Sam pareció hacerse cargo de la situación.

—Bueno —dijo— y ¿cuánto se me da por eso?

La pregunta dejó un poco parado a Guillermo.

—Oh —dijo, vagamente—, es una sociedad… uno pertenece a ella… uno… oh… bueno, pues uno se «limita» a pertenecer.

Sam reflexionó.

—Admitámosle a él —dijo, señalando al muchacho que seguía sentado en la valla, escupiendo de vez en cuando—. Es el recadero de la tienda de ultramarinos, ¿sabes?, y viene mucho por aquí. Se llama Alberto.

Fue abordado Alberto y expresó su conformidad.

—No tengo inconveniente en pertenecer —dijo con un profundo suspiro—. Hay veces que no me importaría «asesinarle», cuando me dice, con desprecio, que me largue de su jardín. Le hubiese asesinado hace tiempo si no hubiera sido por mi pobre madre.

Hasta el propio Guillermo se sobresaltó.

—No es preciso que le «asesines» —se apresuró a decir—. Sólo hay que vengarse de él.

La Sociedad Secreta de la Venganza se reunió por primera vez a la tarde siguiente en un cobertizo abandonado de la montaña.

Alberto había llevado consigo a un amigo llamado Leopoldo para aumentar el número. Leopoldo llevaba una gorra demasiado grande para él, echada sobre los ojos. Le daba un aspecto de osadía. Anunció, en voz ronca, que no le «importaba nadie nada, ¡para que te empapes!»

Guillermo miró a su pequeña banda con orgullo. Aun cuando no había olvidado los fines que perseguía su sociedad secreta, su mera existencia le emocionaba.

—Ahora tenemos que tomar un juramento sagrado y solemne —dijo— y firmarlo con nuestra sangre, e inventar un santo y seña y un lenguaje secreto.

Leopoldo creó una diversión anunciando, breve y hoscamente, que nadie iba a firmar nada con su sangre. Cuando Guillermo le amenazó con expulsarle y Sam le acusó de cobardía, se abalanzó sobre ellos con dramática furia. Ambos se apresuraron a apartarse en opuestas direcciones y su puño fue a chocar con un clavo de la puerta del cobertizo.

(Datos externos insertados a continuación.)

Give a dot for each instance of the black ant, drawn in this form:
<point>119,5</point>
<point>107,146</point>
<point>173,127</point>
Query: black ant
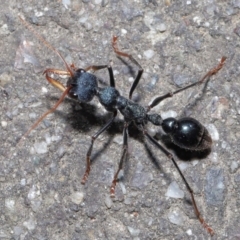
<point>187,133</point>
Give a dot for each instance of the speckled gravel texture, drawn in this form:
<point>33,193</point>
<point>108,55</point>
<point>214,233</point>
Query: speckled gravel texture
<point>176,42</point>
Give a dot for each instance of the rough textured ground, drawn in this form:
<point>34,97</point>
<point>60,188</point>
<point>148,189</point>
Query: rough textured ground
<point>176,42</point>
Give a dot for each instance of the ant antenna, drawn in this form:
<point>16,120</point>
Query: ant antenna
<point>40,38</point>
<point>45,114</point>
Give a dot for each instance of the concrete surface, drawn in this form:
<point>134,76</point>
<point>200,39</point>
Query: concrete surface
<point>176,42</point>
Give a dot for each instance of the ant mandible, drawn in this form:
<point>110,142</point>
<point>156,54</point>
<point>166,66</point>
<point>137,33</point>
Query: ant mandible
<point>187,133</point>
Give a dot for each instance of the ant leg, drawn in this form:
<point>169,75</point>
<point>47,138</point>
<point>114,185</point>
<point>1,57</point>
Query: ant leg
<point>65,93</point>
<point>123,157</point>
<point>170,156</point>
<point>110,71</point>
<point>123,54</point>
<point>53,81</point>
<point>89,152</point>
<point>213,71</point>
<point>40,38</point>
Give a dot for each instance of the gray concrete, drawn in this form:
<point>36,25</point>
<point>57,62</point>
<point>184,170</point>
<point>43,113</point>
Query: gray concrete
<point>176,42</point>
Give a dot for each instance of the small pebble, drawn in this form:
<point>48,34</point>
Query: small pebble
<point>10,204</point>
<point>108,201</point>
<point>41,147</point>
<point>234,166</point>
<point>4,123</point>
<point>177,217</point>
<point>77,197</point>
<point>148,53</point>
<point>161,27</point>
<point>174,191</point>
<point>134,232</point>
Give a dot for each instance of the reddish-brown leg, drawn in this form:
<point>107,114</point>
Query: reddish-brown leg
<point>53,81</point>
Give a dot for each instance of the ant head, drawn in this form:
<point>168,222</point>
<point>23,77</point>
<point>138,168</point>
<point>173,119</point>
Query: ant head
<point>83,85</point>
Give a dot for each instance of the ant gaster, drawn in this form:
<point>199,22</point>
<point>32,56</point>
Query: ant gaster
<point>186,133</point>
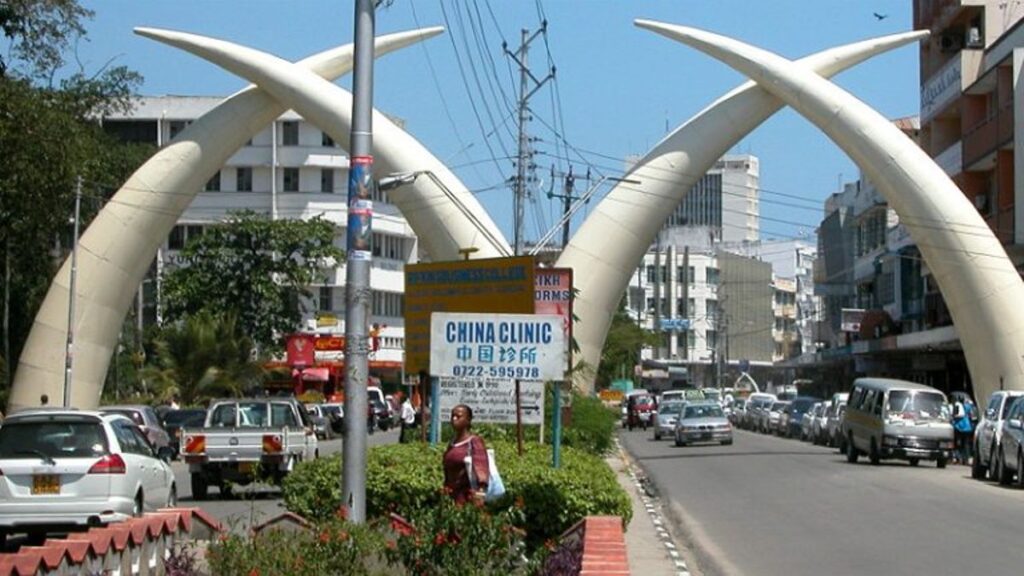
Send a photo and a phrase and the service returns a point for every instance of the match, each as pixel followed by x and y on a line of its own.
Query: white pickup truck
pixel 247 439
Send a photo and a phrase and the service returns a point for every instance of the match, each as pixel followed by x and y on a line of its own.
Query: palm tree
pixel 201 357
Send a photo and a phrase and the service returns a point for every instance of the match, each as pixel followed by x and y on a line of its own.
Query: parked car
pixel 988 433
pixel 335 413
pixel 1010 458
pixel 890 418
pixel 702 421
pixel 145 417
pixel 66 468
pixel 665 418
pixel 246 439
pixel 771 417
pixel 174 420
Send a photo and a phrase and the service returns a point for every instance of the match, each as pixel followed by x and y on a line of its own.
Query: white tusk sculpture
pixel 605 250
pixel 979 283
pixel 116 250
pixel 444 219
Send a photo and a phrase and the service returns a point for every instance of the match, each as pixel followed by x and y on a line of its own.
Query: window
pixel 291 179
pixel 244 179
pixel 327 298
pixel 711 276
pixel 327 180
pixel 213 184
pixel 290 133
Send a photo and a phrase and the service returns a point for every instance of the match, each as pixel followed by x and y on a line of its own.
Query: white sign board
pixel 493 401
pixel 524 346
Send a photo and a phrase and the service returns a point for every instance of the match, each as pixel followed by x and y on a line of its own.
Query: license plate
pixel 45 484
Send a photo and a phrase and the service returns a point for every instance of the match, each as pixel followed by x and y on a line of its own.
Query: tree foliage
pixel 254 268
pixel 203 357
pixel 622 347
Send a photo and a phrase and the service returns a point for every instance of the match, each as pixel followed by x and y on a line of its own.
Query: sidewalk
pixel 649 546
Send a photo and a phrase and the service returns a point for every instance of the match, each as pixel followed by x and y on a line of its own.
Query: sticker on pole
pixel 523 346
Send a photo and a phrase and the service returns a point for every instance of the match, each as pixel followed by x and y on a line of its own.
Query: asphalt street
pixel 770 506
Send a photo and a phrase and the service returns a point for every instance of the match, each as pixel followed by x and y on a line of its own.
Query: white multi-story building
pixel 289 170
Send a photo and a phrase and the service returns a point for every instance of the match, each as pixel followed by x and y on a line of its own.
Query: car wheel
pixel 978 470
pixel 851 451
pixel 137 507
pixel 200 487
pixel 872 454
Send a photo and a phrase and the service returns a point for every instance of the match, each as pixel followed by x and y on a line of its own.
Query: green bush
pixel 407 478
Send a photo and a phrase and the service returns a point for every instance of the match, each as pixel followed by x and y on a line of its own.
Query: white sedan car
pixel 66 468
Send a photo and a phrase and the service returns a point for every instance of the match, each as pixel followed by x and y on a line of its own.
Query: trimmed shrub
pixel 407 478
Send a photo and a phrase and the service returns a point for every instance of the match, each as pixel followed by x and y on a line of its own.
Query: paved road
pixel 253 504
pixel 772 506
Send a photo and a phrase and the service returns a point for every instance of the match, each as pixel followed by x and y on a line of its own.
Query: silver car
pixel 702 421
pixel 665 418
pixel 65 468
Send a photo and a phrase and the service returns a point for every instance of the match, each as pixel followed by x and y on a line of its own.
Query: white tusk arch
pixel 609 244
pixel 979 283
pixel 116 250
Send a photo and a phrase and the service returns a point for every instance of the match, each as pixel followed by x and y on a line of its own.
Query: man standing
pixel 408 419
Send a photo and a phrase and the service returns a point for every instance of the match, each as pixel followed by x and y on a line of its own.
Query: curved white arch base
pixel 606 249
pixel 981 287
pixel 116 250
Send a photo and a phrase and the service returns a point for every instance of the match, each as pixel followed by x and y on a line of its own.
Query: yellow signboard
pixel 493 285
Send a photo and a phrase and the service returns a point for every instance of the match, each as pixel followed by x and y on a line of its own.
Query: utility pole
pixel 526 80
pixel 70 351
pixel 357 266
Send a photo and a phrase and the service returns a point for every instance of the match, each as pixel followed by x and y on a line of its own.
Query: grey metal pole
pixel 70 351
pixel 357 269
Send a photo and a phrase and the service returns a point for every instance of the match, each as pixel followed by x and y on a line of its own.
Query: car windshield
pixel 52 440
pixel 704 411
pixel 914 405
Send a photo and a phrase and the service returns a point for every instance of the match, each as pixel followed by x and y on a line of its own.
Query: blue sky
pixel 617 87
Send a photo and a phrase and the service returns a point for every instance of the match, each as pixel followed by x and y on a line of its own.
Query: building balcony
pixel 981 141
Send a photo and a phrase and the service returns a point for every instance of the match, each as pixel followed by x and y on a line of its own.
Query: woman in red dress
pixel 465 445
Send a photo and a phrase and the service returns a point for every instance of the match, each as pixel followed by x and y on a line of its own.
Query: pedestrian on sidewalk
pixel 408 419
pixel 465 461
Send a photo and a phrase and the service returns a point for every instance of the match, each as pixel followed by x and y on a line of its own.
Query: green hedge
pixel 406 478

Puesto que con ello parecía quedar asegurado un buen manantial de sangre, recobró su buen humor y se tornó la mar de orgulloso, exhibiendo su ensangrentada mano y murmurando que algunos que él conocía hubieron puesto el grito en el cielo por una pequeñez como aquélla. A él le tenía sin cuidado una pequeñez así: él… bueno, que se dieran prisa con el juramento o se le secaría la sangre.

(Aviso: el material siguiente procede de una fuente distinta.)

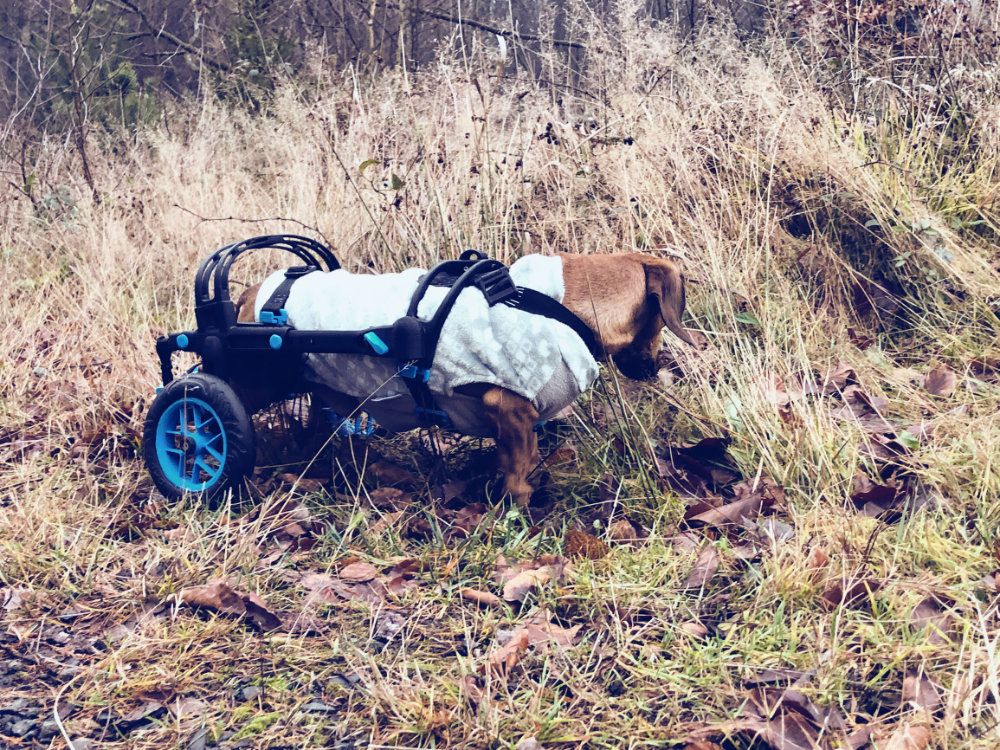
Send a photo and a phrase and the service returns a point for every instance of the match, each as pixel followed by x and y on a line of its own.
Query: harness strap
pixel 273 311
pixel 532 301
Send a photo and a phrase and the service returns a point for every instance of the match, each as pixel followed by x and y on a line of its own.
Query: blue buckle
pixel 415 373
pixel 357 427
pixel 376 343
pixel 436 416
pixel 266 316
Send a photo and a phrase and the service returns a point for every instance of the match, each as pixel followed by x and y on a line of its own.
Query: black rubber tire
pixel 241 450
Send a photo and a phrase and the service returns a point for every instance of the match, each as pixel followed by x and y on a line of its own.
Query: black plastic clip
pixel 437 417
pixel 296 272
pixel 496 285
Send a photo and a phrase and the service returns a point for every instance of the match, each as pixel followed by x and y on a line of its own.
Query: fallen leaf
pixel 875 499
pixel 143 713
pixel 519 579
pixel 391 497
pixel 542 632
pixel 529 743
pixel 622 530
pixel 704 569
pixel 509 654
pixel 392 474
pixel 219 597
pixel 834 380
pixel 358 572
pixel 388 624
pixel 932 614
pixel 564 454
pixel 941 381
pixel 187 707
pixel 467 520
pixel 729 514
pixel 385 522
pixel 694 628
pixel 855 594
pixel 919 691
pixel 538 632
pixel 698 470
pixel 482 598
pixel 908 737
pixel 470 689
pixel 817 559
pixel 518 587
pixel 582 544
pixel 332 589
pixel 789 730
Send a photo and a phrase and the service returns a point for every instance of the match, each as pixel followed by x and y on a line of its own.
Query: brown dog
pixel 625 299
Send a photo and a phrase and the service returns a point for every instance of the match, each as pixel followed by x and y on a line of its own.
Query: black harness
pixel 412 342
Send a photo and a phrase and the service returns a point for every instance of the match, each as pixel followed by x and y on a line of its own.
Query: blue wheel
pixel 198 438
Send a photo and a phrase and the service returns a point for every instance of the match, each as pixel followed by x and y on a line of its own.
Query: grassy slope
pixel 729 153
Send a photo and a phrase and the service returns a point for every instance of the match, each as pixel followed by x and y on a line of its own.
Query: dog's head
pixel 627 299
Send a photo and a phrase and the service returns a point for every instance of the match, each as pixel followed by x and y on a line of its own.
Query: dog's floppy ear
pixel 665 285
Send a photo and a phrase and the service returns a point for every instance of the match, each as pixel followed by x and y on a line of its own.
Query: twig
pixel 255 221
pixel 55 710
pixel 130 7
pixel 515 35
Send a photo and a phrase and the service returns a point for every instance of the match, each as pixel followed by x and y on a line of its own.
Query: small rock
pixel 23 728
pixel 198 739
pixel 48 729
pixel 60 636
pixel 248 693
pixel 343 681
pixel 16 706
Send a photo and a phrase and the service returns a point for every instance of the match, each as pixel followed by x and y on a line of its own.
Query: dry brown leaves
pixel 934 616
pixel 581 544
pixel 482 598
pixel 853 594
pixel 519 579
pixel 941 381
pixel 219 596
pixel 539 633
pixel 704 569
pixel 360 581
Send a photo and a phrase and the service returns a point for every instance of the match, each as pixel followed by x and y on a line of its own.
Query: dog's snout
pixel 635 365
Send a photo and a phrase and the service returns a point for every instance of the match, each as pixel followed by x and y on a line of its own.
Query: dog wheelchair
pixel 198 437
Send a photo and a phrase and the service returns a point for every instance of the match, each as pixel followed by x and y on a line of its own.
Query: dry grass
pixel 789 212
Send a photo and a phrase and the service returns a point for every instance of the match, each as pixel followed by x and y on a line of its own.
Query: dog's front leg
pixel 514 419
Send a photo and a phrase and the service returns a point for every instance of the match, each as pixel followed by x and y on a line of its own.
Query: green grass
pixel 721 165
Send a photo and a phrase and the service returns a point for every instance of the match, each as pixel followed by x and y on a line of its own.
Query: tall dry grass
pixel 803 224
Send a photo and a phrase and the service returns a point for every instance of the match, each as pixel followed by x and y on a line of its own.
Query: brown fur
pixel 626 299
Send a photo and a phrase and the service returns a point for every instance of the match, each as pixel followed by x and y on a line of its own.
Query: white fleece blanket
pixel 534 356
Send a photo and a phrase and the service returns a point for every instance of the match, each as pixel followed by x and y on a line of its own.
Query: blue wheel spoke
pixel 213 453
pixel 191 444
pixel 212 473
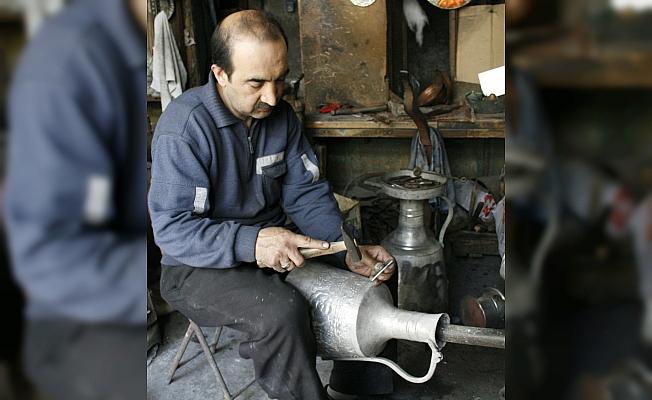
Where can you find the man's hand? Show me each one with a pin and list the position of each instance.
(278, 248)
(372, 255)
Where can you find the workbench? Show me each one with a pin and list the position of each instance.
(455, 125)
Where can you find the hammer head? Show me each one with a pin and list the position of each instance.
(351, 244)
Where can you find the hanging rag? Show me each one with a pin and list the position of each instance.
(438, 163)
(168, 72)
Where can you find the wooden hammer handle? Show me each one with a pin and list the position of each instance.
(335, 247)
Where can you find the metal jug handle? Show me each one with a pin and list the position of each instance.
(449, 217)
(434, 360)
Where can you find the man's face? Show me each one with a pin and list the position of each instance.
(256, 83)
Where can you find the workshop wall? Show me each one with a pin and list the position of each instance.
(353, 157)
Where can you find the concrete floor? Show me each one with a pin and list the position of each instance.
(469, 373)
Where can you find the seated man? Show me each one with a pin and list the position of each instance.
(230, 162)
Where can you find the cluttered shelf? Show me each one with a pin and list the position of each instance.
(453, 125)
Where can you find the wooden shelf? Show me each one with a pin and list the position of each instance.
(326, 126)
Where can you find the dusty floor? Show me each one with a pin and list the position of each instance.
(468, 373)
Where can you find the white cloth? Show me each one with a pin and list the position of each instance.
(168, 72)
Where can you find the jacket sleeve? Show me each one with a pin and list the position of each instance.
(58, 210)
(307, 197)
(178, 204)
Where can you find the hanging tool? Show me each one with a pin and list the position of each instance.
(419, 119)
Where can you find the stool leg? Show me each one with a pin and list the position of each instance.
(216, 339)
(211, 360)
(177, 357)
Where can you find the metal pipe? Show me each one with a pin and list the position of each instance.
(471, 336)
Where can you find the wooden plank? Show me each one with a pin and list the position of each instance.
(344, 52)
(405, 133)
(369, 123)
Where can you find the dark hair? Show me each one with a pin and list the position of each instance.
(255, 23)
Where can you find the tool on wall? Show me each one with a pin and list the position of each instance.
(419, 119)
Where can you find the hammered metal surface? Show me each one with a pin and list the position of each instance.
(334, 318)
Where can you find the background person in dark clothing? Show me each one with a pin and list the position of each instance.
(230, 164)
(74, 200)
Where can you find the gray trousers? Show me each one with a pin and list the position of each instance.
(275, 317)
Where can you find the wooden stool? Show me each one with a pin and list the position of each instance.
(194, 329)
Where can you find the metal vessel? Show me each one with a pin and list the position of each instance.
(422, 283)
(352, 319)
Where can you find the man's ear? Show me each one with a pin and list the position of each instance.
(220, 75)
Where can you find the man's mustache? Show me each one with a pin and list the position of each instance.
(263, 107)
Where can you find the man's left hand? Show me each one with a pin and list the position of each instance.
(372, 255)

Guillermo se había encontrado en el bolsillo un trozo de papel suelo y la punta de un lápiz, y escribía con expresión fija.

—Escuchad —dijo, por fin—. Esto es lo que he escrito: «Nosotros que firmamos con nuestra sangre debajo, tomamos el juramento de vengar hasta la muerte a cualquier miembro de esta sociedad a quien se le haga una injusticia. Ésta es una Sociedad Secreta. El castigo para el que no vengue a otro o que hable de la sociedad es que no se le volverá a hablar ni volverá a jugar con él ninguno de los de la sociedad, nunca hasta la muerte.»

Las firmas constituyeron la dificultad siguiente. Leopoldo firmó con un orgullo desdeñoso que empezaba a hacerle impopular. Guillermo, sintiendo que su fama como fundador de la sociedad corría peligro, sacó una navaja rota, se hizo una leve incisión con gesto teatral, y firmó su nombre debajo del de Leopoldo. Alberto dijo que no tenía la menor Intención de cortarse el dedo, porque temía desangrarse y entonces no podría mantener a su pobrecita madre cuando fuese mayor. Tenía un poco de pintura encarnada en casa e iría a buscarla. No tardaría un segundo. Repitió que no le importaría cortarse aunque fuera la cabeza; pero que tenía el deber de acordarse de su pobrecita madre. Los humos que se daba Leopoldo se estaban haciendo insoportables. Exclamó: «¡Sí, sí!» a intervalos durante la explicación de Alberto; pero el resto de la sociedad parecía de acuerdo en hacer como si no existiera, de momento. Sam, con exagerada expresión de angustia sufrida con entereza, había estado trabajando un arañazo recibido dos días antes y había completado ya su firma cuando regresó Alberto con su lata de pintura.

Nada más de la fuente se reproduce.